Lewis Latimer (1848–1928) was an inventor who worked with Alexander Graham Bell on the telephone and Thomas A. Edison on the lightbulb. Plus, the self-taught master draftsman was a patent law expert and painter who co-founded the Unitarian Universalist Congregation of Queens. His wood-framed, two-story Flushing residence is now the Lewis Latimer House Museum.
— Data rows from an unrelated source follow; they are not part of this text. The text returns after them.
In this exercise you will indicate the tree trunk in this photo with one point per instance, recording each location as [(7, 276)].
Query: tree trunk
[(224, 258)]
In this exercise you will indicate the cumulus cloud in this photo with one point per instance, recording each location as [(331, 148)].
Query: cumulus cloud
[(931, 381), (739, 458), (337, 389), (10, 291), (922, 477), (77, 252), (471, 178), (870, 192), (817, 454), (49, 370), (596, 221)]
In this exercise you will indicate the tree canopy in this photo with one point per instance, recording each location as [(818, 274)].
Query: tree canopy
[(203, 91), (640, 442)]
On Sunday, Feb. 16, Latimer’s great-grandnephew, Hugh B. Price, will discuss and sign his autobiography, “This African-American Life,” at Latimer House at 2:30 p.m. Price’s resume includes leading the National Urban League, serving on the editorial board of The New York Times, and working as vice president of the Rockefeller Foundation. In his book, he traces his heritage to Nero Hawley, who fought in the American Revolution at Valley Forge under General George Washington.

The following Sunday, Feb. 23, Latimer House will screen the 2018 film “Sorry to Bother You” at 2 p.m. The dark comedy follows a young African-American telemarketer who adopts a white accent to succeed. He does very well, but then he finds out that his company secretly sells weapons and violates human rights. Hilarity ensues with a bit of magical realism and a severe critique of capitalism.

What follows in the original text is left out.